Marzipan is one of the most ancient candies we know. It started as a simple mix of almond meal and honey, and once sugar was introduced, it eventually became the refined sweet we know today.
France, Spain and Germany are all claiming to be the place where the cooked version, which is the supreme form of Marzipan, was created, but it most likely have happened simultaneously.
The version I bring here is the Sephardic one (see this post for information about Sephardim and Ladino), therefore with origins in Spain. For Sephardic families, Marzipan is the ultimate candy and is served in every family or social gathering for hundreds of years.
Commercial Marzipan is probably the reason why some people do not like Marzipan. It lacks the delicate flavor of the original and has all kinds of additives, such as glucose and glycerin, that prolong its shelf life, and harsh flavorings that mask the delicate natural almond flavor and aroma. If that is the only form of Marzipan you’ve tried, you should hold your judgment about Marzipan until you’ve tasted this homemade version.
There are quite a few recipes for homemade Marzipan that are not as time consuming as the one I have here. However, the ones that contain items such as eggs, or egg whites or corn syrup, would be looked upon with total condescension by Marzipan connoisseurs. For them, their favorite candy can contain nothing but almonds, sugar and a bit of lemon juice, as in the recipe here. The process is time consuming, but I’m sure that once you’ll taste the fresh marzipan, you will agree that it is worth the time and effort put into it.

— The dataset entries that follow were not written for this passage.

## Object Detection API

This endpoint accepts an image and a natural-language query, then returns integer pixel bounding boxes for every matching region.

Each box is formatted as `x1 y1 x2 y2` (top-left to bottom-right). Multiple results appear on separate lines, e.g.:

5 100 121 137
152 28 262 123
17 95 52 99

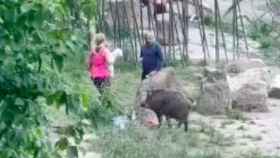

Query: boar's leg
156 113 162 127
166 116 171 128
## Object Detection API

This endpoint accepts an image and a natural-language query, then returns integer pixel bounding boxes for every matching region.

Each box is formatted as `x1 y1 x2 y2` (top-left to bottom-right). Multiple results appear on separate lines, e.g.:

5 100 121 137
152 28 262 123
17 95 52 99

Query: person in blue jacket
140 32 163 80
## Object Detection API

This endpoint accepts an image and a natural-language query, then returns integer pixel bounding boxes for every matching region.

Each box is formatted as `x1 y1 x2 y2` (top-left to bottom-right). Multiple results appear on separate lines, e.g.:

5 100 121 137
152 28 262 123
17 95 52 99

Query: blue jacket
140 42 163 75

So, if you’re into discovering the real thing, here are a few important points:
* Fresh, good quality almonds are crucial. Buy them in stores that sell a lot of them, to avoid stale ones.
* If you’re thinking about skipping the stages of soaking, peeling and drying the almonds, by using commercial blanched almonds, bear in mind that the result will lack in flavor and aroma.
* In Ladino, the stage when the syrup reaches the right consistency is called “Punto de Massapan”. It is also used to describe hot tempered, jumpy and unpredictable people. This means the moment is brief. If you’re not used to working with sugar, use an accurate candy thermometer instead of the ice water method shown here.
* The amount given here is indeed quite large, but bear in mind that these sweets tend to disappear quite quickly, and they also make a great gift. The paste can also be added to cakes and cookies, or rolled and cut into decorative shapes. However, if you still find the amount too big for your purposes, you can cut the amounts in half and follow the same process.
* Last but not least – please remember that the sugar syrup is extremely hot and can cause severe burns. Protect your hands!
Makes: about 170
Prep time for the almonds: 2 hours + 1-2 days to dry
The Marzipan: Cooking time: 10-15 minutes.
Shaping: 1 hour. Drying: 1-2 days
1.4 lbs (635 grams) fine almond meal (from 2 lbs/900 grams raw almonds)
1.4 lbs (635 grams) sugar
7.1 fl oz (210 ml) water
2 Tbs fresh lemon juice
For dusting the tray: about ½ cup powdered sugar
1. The almonds: Place the raw almonds in a bowl and cover with boiling water. Let sit until the water is warm. Take an almond and squeeze it gently between your fingers. The skin will come right off. Place the peeled almond on a large tray. Repeat with the rest of almonds. Let dry for 1-2 days before grinding.
2. Grind the peeled and dried almonds to a fine meal (preferably in small batches, in a spice grinder). Weigh the amount mentioned.
3. Cooking the Marzipan: combine the water, sugar and lemon juice in a large, flat pot. Cover and bring to a boil. Cook on medium heat, for 5 minutes.
4. Prepare a small bowl with ice water. Dust a large tray with powdered sugar.
5. Uncover the pot and boil for 2 minutes longer. Mix with a wooden spoon and carefully, drop a few drops of the syrup into the ice water. If the syrup forms a soft ball, and stretches slightly between your fingers, you have reached the famous “Punto de Massapan”. (235F/118C on candy thermometer).
6. Add the almond meal and mix, carefully, with the wooden spoon. Cook for 1-2 minutes on medium heat, mixing constantly, until the almond paste thickens and pulls away from the pot sides. Keep an eye while cooking and mixing, as the mixture can scorch easily at this point.
7. Carefully transfer the paste to the tray with the powdered sugar. Let cool to room temperature.
8. Take a handful of the paste and roll it into a 1”/2.5cm thick log. Cut on the bias, about 1.2”/3cm wide.
9. At this point the Marzipan is ready, but it will taste even better if you’ll let it dry for 1-2 days. Cover very loosely with parchment paper, to avoid dust.
The Marzipan will keep, in a loosely covered container, for a month. As it doesn’t contain any preservatives or additives, it will naturally harden a bit with time, but some prefer it even better at this stage.
* The brief moment of “Punto de Massapan” is beautifully described, among many others, in the wonderful novel “Esau”, by the Israeli author Meir Shalev. I highly recommend it.